MATERIALS AND METHODS

Construction of an LPXTG–β-lactamase fusion protein.

To generate a β-lactamase covalently anchored to the L. monocytogenes surface, we synthesized a chimeric gene (cBLA-inlA) containing the Hyper-SPO1 constitutive promoter (Phyper) fused to the hly 5′-untranslated region (previously shown to enhance expression of cis-associated genes) (21, 22), followed by the region encoding the signal peptide of InlA and the β-lactamase gene (codon usage optimized for expression in L. monocytogenes by using the Web server Optimizer [http://genomes.urv.es/OPTIMIZER/]). Finally, we added the region encoding the last 284 amino acids of InlA, which code for an LPXTG motif, at the 3′ end of the construct (see Fig. S1 in the supplemental material). This 1,940-bp fragment was synthetically produced by gene synthesis (Eurofins Genomics) and cloned into SmaI-SalI restriction sites of pBluescript II SK(+) to generate the plasmid pBluescriptII-cBLA-inlA. The SmaI-SalI restriction fragment was then cloned into the SmaI-SalII-digested pAD-PinlC-GFP plasmid (23). As a result, the PinlC-GFP fragment was replaced by the fragment encoding the tagged β-lactamase, yielding pAD-cBLA-inlA. The pAD-cBLA-inlA plasmid construct was verified by sequencing using primers pPL2-Rv and pPL2-Fw, and it was then transformed into L. monocytogenes EGDePrfA* (BUG 3057) and L. innocuaInlB (BUG 1531) by electroporation with a 0.1-cm cuvette using a GenePulser apparatus (Bio-Rad) set to 25 μF, 400 Ω, and 1.25 kV. Transformants were selected on brain heart infusion (BHI) medium supplemented with chloramphenicol and ampicillin at 7 and 50 μg/ml, respectively. Integration into the chromosome at the tRNA ARg-attBB site of the pPL2 vector was verified by PCR amplification using primers NC16 and PL95 (23). The newly generated strains were named L. monocytogenes EGDe PrfA*β-lact (BUG 3358) and L. innocuaβ-lact/InlB (BUG 3614).

Nitrocefin test.

One milliliter of overnight bacterial culture (optical density at 600 nm [OD600] ≈ 3) was washed 3 times with phosphate-buffered saline (PBS) and resuspended in 1 ml of PBS. Five microliters of these PBS-resuspended bacteria and 10-fold dilutions (10−1 and 10−2) were incubated with 100 μl of 0.10 mM nitrocefin (VWR) in 100 mM sodium phosphate buffer (pH 7) at 37°C for 30 min. Hydrolysis of nitrocefin produces a shift in the visible light spectrum from intact (yellow) to degraded (red) nitrocefin.
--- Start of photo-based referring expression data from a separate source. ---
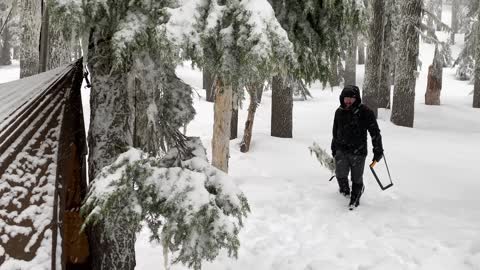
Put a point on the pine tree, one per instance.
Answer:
(31, 19)
(252, 89)
(208, 83)
(374, 57)
(465, 60)
(406, 63)
(434, 80)
(317, 30)
(282, 107)
(258, 49)
(388, 56)
(454, 21)
(60, 35)
(476, 88)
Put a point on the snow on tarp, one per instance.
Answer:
(31, 113)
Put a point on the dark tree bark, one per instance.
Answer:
(351, 61)
(334, 75)
(361, 52)
(387, 60)
(259, 95)
(476, 87)
(112, 242)
(438, 12)
(434, 81)
(430, 6)
(31, 20)
(234, 121)
(44, 33)
(374, 57)
(208, 85)
(403, 106)
(5, 58)
(282, 108)
(252, 89)
(454, 22)
(221, 125)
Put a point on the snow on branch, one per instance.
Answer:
(194, 209)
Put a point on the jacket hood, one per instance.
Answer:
(350, 91)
Bacterial strains and cell lines.

L. monocytogenes EGDe PrfA*β-lact was grown in BHI medium (Difco Laboratories, Detroit, MI) supplemented with 7 μg/ml of chloramphenicol at 37°C. L. innocuaβ-lact/InlB was grown in BHI medium supplemented with 7 μg/ml of chloramphenicol and 5 μg/ml of erythromycin at 37°C. Escherichia coli strains were grown in Luria-Bertani (LB) broth at 37°C. When required, chloramphenicol was used at a final concentration of 35 μg/ml for E. coli. Human epithelial cervix (HeLa) cells (ATCC CCL-2) were used for tissue culture. Cells were maintained in Dulbecco's modified Eagle's medium (DMEM) (Gibco) supplemented with 10% (vol/vol) fetal calf serum (Biowest). Cells were grown at 37°C with 10% CO2.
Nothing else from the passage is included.